ABSTRACT

Partial Least Squares (PLS) is a family of methods for modeling the relationships between two sets of variables [33, 261, 263, 264]. In comparison with Principal Component Analysis (PCA) which maximizes the variance of the input data, PLS extracts latent features from data by maximizing the covariance between two blocks of variables. PLS is a popular tool for regression, classification, and dimensionality reduction [16, 142, 196], especially in the field of chemometrics. Recently, PLS has gained a lot of attention in the analysis of high-dimensional data in many fields [7, 32, 120, 202], such as medical diagnosis and bioinformatics [31, 44, 51, 52, 102, 185]. This is because PLS is resistant to overfitting and has been shown to be effective even for data with massive collinearity among the variables [175,189]. PLS can be applied to classification problems by encoding the class membership in an appropriate indicator matrix.
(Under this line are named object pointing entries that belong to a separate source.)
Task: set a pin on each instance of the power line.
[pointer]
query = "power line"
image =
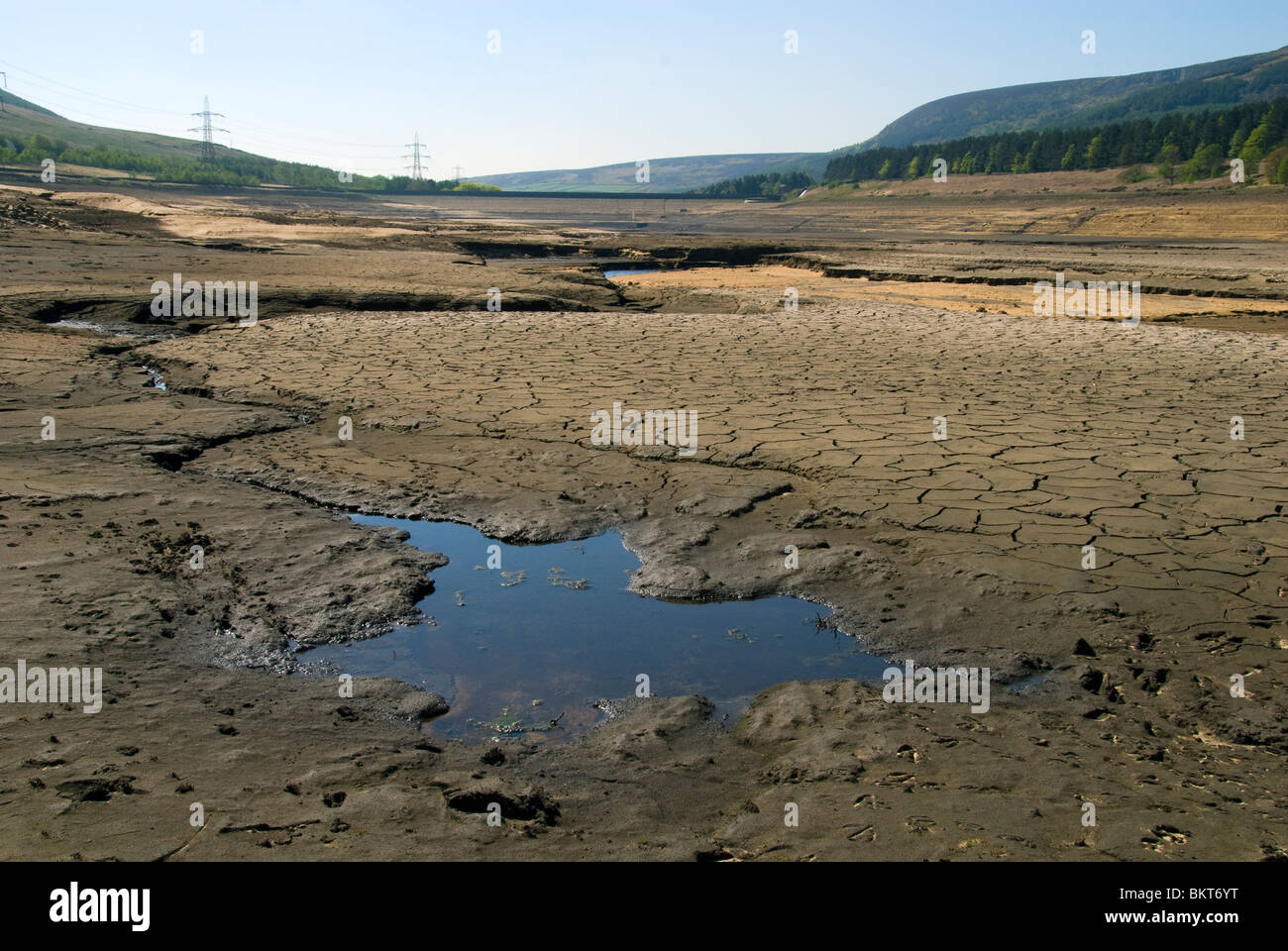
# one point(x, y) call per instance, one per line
point(207, 141)
point(415, 157)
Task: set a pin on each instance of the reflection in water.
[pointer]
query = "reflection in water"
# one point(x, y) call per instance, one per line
point(548, 630)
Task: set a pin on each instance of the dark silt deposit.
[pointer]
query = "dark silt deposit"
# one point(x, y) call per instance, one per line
point(531, 639)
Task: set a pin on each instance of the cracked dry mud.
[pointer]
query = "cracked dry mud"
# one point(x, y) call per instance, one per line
point(815, 429)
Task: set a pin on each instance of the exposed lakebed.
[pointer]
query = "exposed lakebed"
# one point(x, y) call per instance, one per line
point(549, 630)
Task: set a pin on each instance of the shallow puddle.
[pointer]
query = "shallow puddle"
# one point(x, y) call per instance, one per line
point(549, 630)
point(631, 270)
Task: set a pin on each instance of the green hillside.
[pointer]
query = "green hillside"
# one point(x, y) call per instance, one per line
point(1090, 101)
point(665, 174)
point(22, 119)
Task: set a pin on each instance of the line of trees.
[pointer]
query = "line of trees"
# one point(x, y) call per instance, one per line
point(772, 184)
point(226, 169)
point(1188, 146)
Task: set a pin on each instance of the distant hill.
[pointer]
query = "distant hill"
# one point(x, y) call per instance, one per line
point(1090, 101)
point(22, 119)
point(665, 174)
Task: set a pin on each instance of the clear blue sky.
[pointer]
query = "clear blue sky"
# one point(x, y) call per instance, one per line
point(576, 84)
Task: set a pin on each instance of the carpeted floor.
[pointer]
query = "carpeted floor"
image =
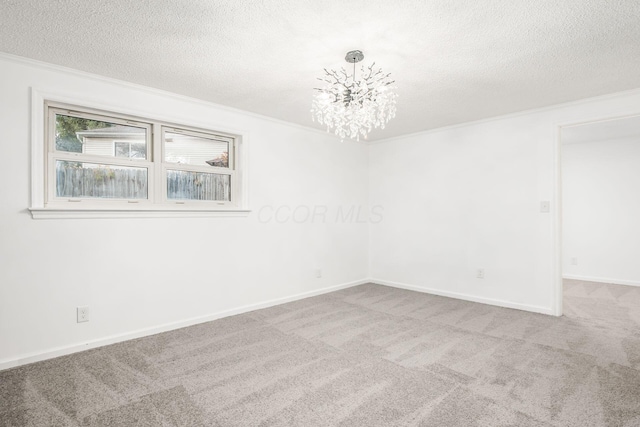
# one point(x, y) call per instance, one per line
point(365, 356)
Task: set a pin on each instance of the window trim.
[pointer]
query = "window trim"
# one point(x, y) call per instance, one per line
point(43, 206)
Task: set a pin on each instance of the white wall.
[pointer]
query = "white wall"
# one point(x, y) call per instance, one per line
point(468, 197)
point(601, 210)
point(140, 274)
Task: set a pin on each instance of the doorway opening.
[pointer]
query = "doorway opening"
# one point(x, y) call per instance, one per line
point(599, 221)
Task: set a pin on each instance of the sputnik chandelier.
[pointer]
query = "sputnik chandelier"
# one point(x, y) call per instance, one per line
point(352, 108)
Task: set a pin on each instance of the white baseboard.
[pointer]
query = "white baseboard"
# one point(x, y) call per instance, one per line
point(602, 280)
point(100, 342)
point(466, 297)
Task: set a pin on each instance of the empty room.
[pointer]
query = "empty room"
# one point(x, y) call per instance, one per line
point(295, 213)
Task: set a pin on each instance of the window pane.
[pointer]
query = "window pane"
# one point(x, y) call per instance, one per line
point(75, 134)
point(184, 185)
point(131, 150)
point(79, 179)
point(194, 150)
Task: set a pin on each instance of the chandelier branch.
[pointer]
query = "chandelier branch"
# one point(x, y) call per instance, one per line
point(351, 107)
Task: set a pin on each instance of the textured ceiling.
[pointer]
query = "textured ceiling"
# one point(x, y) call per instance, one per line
point(453, 61)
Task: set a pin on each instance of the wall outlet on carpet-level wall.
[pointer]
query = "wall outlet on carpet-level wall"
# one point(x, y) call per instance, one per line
point(83, 314)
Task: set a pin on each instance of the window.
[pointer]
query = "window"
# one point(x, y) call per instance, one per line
point(104, 161)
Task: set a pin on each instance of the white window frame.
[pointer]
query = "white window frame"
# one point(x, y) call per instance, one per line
point(45, 205)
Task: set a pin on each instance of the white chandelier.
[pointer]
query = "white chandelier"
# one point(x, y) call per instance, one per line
point(352, 108)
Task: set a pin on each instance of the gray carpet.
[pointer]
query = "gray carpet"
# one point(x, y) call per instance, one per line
point(365, 356)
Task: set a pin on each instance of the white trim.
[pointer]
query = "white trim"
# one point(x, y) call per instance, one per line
point(466, 297)
point(122, 83)
point(553, 107)
point(52, 213)
point(602, 280)
point(39, 154)
point(100, 342)
point(557, 288)
point(557, 294)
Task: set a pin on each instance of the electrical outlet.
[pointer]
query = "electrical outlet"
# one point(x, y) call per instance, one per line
point(83, 314)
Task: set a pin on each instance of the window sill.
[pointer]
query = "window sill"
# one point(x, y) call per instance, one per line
point(58, 213)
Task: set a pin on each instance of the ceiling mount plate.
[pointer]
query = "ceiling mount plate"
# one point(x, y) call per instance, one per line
point(354, 56)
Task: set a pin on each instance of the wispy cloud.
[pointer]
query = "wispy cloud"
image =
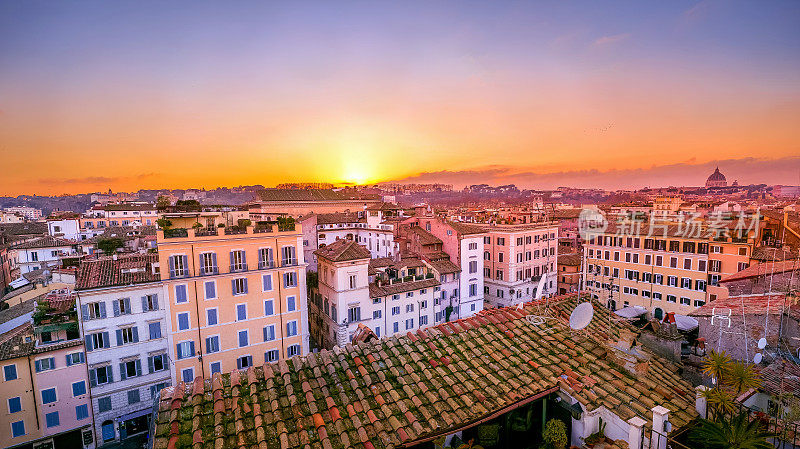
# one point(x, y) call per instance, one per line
point(611, 39)
point(689, 173)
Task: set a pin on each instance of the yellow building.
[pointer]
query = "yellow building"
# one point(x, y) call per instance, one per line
point(236, 297)
point(663, 268)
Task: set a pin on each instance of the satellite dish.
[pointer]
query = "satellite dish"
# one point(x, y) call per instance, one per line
point(581, 316)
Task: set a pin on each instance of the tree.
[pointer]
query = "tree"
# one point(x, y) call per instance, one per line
point(162, 202)
point(110, 245)
point(737, 432)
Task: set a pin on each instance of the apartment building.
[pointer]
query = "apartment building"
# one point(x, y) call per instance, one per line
point(366, 227)
point(515, 259)
point(462, 290)
point(235, 297)
point(123, 322)
point(386, 296)
point(661, 267)
point(44, 390)
point(42, 252)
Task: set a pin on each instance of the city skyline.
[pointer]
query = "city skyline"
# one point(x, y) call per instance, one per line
point(147, 95)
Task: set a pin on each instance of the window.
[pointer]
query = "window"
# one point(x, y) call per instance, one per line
point(157, 363)
point(155, 330)
point(238, 261)
point(52, 419)
point(183, 321)
point(100, 376)
point(244, 361)
point(49, 396)
point(104, 404)
point(45, 364)
point(81, 412)
point(211, 289)
point(212, 344)
point(216, 367)
point(239, 286)
point(269, 307)
point(211, 317)
point(187, 374)
point(269, 332)
point(178, 266)
point(185, 349)
point(9, 372)
point(290, 279)
point(271, 356)
point(78, 389)
point(180, 294)
point(14, 404)
point(267, 282)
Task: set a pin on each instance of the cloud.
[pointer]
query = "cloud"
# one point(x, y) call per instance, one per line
point(612, 39)
point(95, 180)
point(689, 173)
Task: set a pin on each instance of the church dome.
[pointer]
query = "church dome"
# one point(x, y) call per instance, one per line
point(716, 179)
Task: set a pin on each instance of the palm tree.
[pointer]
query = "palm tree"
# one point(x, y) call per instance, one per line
point(738, 432)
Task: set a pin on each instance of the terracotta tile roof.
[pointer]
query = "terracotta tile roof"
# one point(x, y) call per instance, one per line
point(386, 289)
point(465, 228)
point(343, 250)
point(395, 392)
point(43, 242)
point(312, 195)
point(572, 260)
point(107, 272)
point(752, 305)
point(764, 269)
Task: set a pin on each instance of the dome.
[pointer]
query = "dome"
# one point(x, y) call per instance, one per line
point(716, 179)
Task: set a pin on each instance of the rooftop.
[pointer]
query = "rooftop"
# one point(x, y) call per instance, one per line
point(125, 270)
point(343, 250)
point(402, 390)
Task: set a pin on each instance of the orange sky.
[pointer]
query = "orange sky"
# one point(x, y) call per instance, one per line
point(87, 115)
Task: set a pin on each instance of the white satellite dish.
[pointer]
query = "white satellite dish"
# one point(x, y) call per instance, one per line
point(581, 316)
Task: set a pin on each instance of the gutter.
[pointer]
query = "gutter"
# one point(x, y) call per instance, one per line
point(478, 421)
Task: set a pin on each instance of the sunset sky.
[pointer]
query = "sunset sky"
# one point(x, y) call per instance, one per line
point(128, 95)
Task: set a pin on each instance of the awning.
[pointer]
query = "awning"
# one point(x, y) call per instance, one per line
point(685, 323)
point(631, 312)
point(133, 415)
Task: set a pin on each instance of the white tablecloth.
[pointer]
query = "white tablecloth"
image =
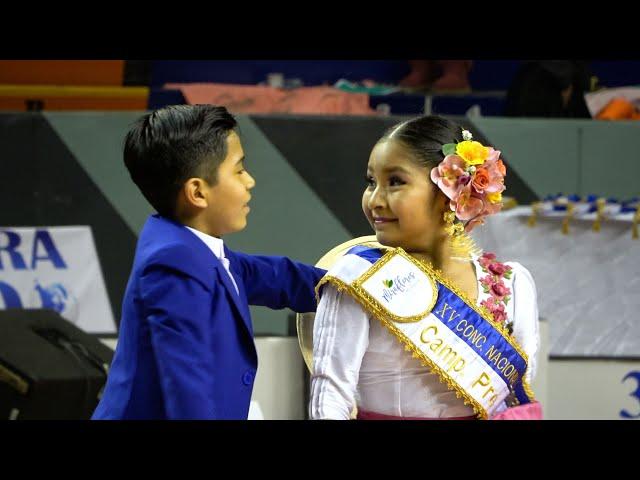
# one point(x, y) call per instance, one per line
point(588, 282)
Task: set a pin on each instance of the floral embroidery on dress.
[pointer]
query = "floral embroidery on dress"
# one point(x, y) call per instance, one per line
point(493, 284)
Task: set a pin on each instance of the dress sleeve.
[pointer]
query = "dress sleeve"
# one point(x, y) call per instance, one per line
point(525, 321)
point(340, 340)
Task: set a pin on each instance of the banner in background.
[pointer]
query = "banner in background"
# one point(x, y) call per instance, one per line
point(56, 268)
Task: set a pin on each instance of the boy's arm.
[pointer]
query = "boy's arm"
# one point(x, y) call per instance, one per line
point(178, 309)
point(279, 282)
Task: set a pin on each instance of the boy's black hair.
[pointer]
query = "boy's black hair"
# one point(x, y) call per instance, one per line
point(166, 147)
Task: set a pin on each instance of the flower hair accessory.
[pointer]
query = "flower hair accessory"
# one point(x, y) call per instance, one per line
point(472, 177)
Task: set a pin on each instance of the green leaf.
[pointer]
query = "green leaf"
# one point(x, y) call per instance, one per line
point(449, 149)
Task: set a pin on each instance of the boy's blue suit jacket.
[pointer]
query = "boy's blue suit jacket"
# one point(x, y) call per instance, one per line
point(185, 347)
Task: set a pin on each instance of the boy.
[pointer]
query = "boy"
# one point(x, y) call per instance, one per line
point(185, 348)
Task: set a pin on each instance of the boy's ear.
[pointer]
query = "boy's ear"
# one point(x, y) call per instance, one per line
point(195, 192)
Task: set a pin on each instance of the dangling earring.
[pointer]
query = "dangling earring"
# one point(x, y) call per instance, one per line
point(463, 247)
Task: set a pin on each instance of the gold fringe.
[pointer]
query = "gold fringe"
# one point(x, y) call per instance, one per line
point(535, 210)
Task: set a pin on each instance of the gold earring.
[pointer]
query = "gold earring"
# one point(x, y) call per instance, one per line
point(463, 247)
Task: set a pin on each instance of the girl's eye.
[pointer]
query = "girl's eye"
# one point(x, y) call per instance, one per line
point(396, 181)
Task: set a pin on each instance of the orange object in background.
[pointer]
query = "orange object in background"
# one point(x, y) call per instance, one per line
point(71, 98)
point(262, 99)
point(67, 85)
point(618, 109)
point(62, 72)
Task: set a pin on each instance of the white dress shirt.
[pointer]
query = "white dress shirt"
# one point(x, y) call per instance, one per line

There is a close relationship between PLS and linear discriminant analysis [16] in classification. PLS can also be applied as a dimensionality reduction tool. After relevant latent vectors are extracted, an appropriate classifier, such as support vector machines [207], can be applied for classification [198]. PLS can be extended to regression problems by treating each of the predictor and response variables as a block of variables. Furthermore, similar to principal component regression and ridge regression, PLS regression yields a shrinkage estimator [142] which produces smaller minimum square error.